VOCATION

 

L'histoire, la mienne bien entendu, commence en 1930, quand, un soir, il me faut répondre à une question du "Père"... Je venais d'avoir 12 ans et mon C.E.P. (Premier du Canton !).
"Alors, que veux-tu faire plus tard ?"
"...Je veux être médecin"
, rétorquai-je presque négligemment, et comme si la chose paraissait toute naturelle.


Et Dieu seul sait si cette chose là ne l'était guère en 1930, alors que nous vivions plus que modestement dans un logement militaire. Cinq enfants à nourrir constituaient une bien lourde charge pour un petit sous-officier de cavalerie. Car à l'époque, les services sociaux étaient nettement moins évolués qu'ils ne le sont de nos jours.

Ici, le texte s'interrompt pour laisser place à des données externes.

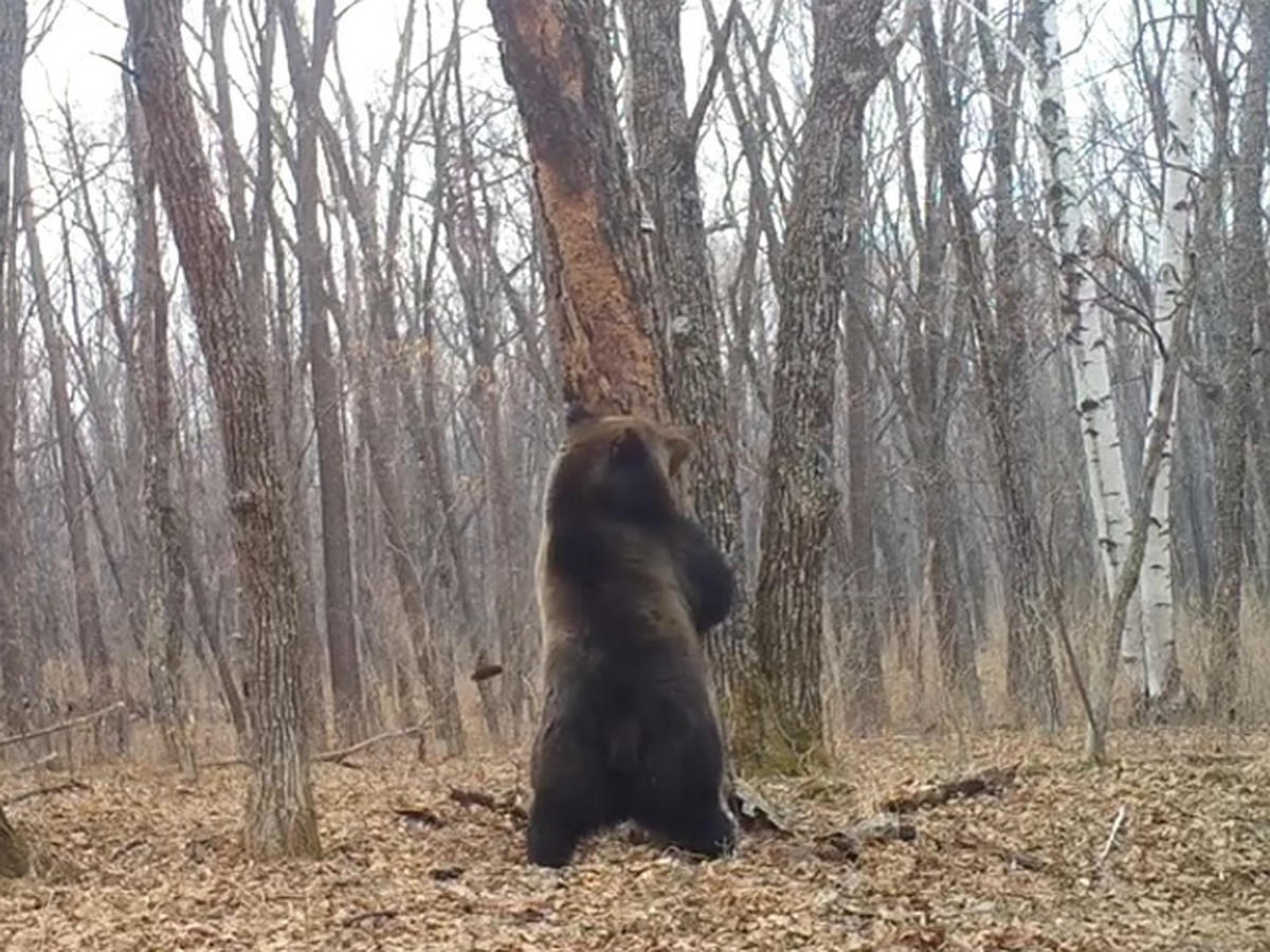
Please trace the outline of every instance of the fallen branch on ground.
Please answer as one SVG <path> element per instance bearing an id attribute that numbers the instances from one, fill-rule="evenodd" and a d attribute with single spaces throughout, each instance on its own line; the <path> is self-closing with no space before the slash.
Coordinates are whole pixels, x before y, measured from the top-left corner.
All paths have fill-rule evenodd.
<path id="1" fill-rule="evenodd" d="M 378 924 L 384 919 L 396 919 L 401 915 L 399 909 L 371 909 L 366 913 L 354 913 L 353 915 L 345 915 L 339 920 L 339 924 L 345 929 L 352 925 L 358 925 L 359 923 L 375 923 Z"/>
<path id="2" fill-rule="evenodd" d="M 530 815 L 525 807 L 516 802 L 516 795 L 508 793 L 504 797 L 495 797 L 483 790 L 464 790 L 461 787 L 450 788 L 450 798 L 464 806 L 483 806 L 495 814 L 503 814 L 517 823 L 525 823 Z"/>
<path id="3" fill-rule="evenodd" d="M 91 790 L 91 787 L 81 781 L 62 781 L 61 783 L 53 783 L 48 787 L 36 787 L 36 790 L 28 790 L 25 793 L 15 793 L 5 800 L 4 805 L 13 806 L 14 803 L 20 803 L 23 800 L 33 800 L 34 797 L 43 797 L 50 793 L 65 793 L 69 790 Z"/>
<path id="4" fill-rule="evenodd" d="M 1011 866 L 1017 866 L 1020 869 L 1027 869 L 1030 872 L 1040 872 L 1049 867 L 1049 863 L 1034 853 L 1022 853 L 1017 849 L 1010 849 L 1010 847 L 1003 847 L 999 843 L 992 843 L 983 839 L 982 836 L 974 836 L 966 833 L 958 834 L 955 840 L 956 845 L 964 847 L 965 849 L 979 849 L 991 856 L 1003 859 Z"/>
<path id="5" fill-rule="evenodd" d="M 993 767 L 982 773 L 961 777 L 955 781 L 932 783 L 912 793 L 898 793 L 884 800 L 881 810 L 884 814 L 912 814 L 923 807 L 944 806 L 952 800 L 974 797 L 980 793 L 998 796 L 1006 787 L 1015 782 L 1019 767 L 1019 764 L 1005 769 Z"/>
<path id="6" fill-rule="evenodd" d="M 846 830 L 834 830 L 813 836 L 813 842 L 822 848 L 832 849 L 837 857 L 851 861 L 860 858 L 860 850 L 870 843 L 902 842 L 911 843 L 917 839 L 917 826 L 898 814 L 879 814 L 860 820 Z M 823 852 L 818 850 L 822 854 Z"/>
<path id="7" fill-rule="evenodd" d="M 339 764 L 340 767 L 348 767 L 344 760 L 347 760 L 353 754 L 359 754 L 367 748 L 375 746 L 376 744 L 382 744 L 385 740 L 400 740 L 401 737 L 417 737 L 424 730 L 427 730 L 427 724 L 417 724 L 414 727 L 405 727 L 399 731 L 389 731 L 386 734 L 376 734 L 373 737 L 367 737 L 366 740 L 359 740 L 356 744 L 349 744 L 347 748 L 338 748 L 335 750 L 324 750 L 320 754 L 314 754 L 310 758 L 311 763 L 315 764 Z M 220 760 L 204 760 L 199 767 L 204 770 L 213 770 L 217 767 L 243 767 L 246 764 L 246 758 L 244 757 L 225 757 Z"/>
<path id="8" fill-rule="evenodd" d="M 11 737 L 0 737 L 0 748 L 6 748 L 10 744 L 22 744 L 27 740 L 38 740 L 39 737 L 47 737 L 52 734 L 61 734 L 62 731 L 69 731 L 74 727 L 80 727 L 85 724 L 93 724 L 99 721 L 107 715 L 114 713 L 121 707 L 123 707 L 122 701 L 116 701 L 109 707 L 103 707 L 100 711 L 94 711 L 93 713 L 86 713 L 81 717 L 72 717 L 69 721 L 62 721 L 61 724 L 55 724 L 52 727 L 41 727 L 38 731 L 28 731 L 27 734 L 17 734 Z"/>
<path id="9" fill-rule="evenodd" d="M 367 737 L 366 740 L 359 740 L 356 744 L 349 744 L 347 748 L 340 748 L 338 750 L 328 750 L 325 753 L 314 757 L 315 763 L 324 764 L 338 764 L 343 763 L 347 758 L 353 754 L 361 753 L 367 748 L 375 746 L 376 744 L 382 744 L 385 740 L 399 740 L 401 737 L 418 737 L 420 732 L 427 727 L 425 724 L 417 724 L 414 727 L 406 727 L 400 731 L 389 731 L 387 734 L 377 734 L 373 737 Z"/>
<path id="10" fill-rule="evenodd" d="M 1099 853 L 1099 861 L 1095 866 L 1102 866 L 1111 856 L 1111 850 L 1115 849 L 1115 838 L 1120 834 L 1120 828 L 1124 826 L 1124 821 L 1129 816 L 1129 810 L 1124 803 L 1120 803 L 1120 809 L 1115 811 L 1115 819 L 1111 821 L 1111 833 L 1107 834 L 1107 842 L 1102 845 L 1102 852 Z"/>

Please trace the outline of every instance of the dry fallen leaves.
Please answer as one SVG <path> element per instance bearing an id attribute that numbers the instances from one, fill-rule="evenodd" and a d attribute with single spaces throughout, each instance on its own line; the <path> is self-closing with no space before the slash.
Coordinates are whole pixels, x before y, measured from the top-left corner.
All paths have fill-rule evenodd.
<path id="1" fill-rule="evenodd" d="M 190 790 L 114 768 L 9 809 L 37 873 L 0 883 L 0 949 L 1264 948 L 1267 740 L 1125 734 L 1105 770 L 1072 737 L 986 736 L 955 762 L 937 740 L 860 743 L 837 776 L 759 784 L 792 836 L 697 863 L 608 835 L 563 873 L 523 863 L 523 758 L 319 765 L 326 856 L 276 866 L 239 847 L 240 770 Z M 819 848 L 886 796 L 1013 764 L 993 796 L 914 814 L 912 842 Z M 0 801 L 23 783 L 0 770 Z"/>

Ma déclaration fit l'effet d'un pavé dans la mare ! Et, à ce moment-là, je crois bien que mes parents m'ont cru un peu fou. Quelle chance avais-je donc de pouvoir continuer mes études ?... Le brevet, passe encore... et avec une bourse. Peut-être l'école normale... la suite était bien difficile à envisager... mais les études supérieures paraissaient vraiment hors de portée.


Et pourtant, je n'en démordais pas : je voulais être médecin pour de bon !... Ce n'étais pas une simple lubie. Jusqu'au jour où mon père, convaincu de ma détermination, essaya de trouver une solution, une solution à ma folie !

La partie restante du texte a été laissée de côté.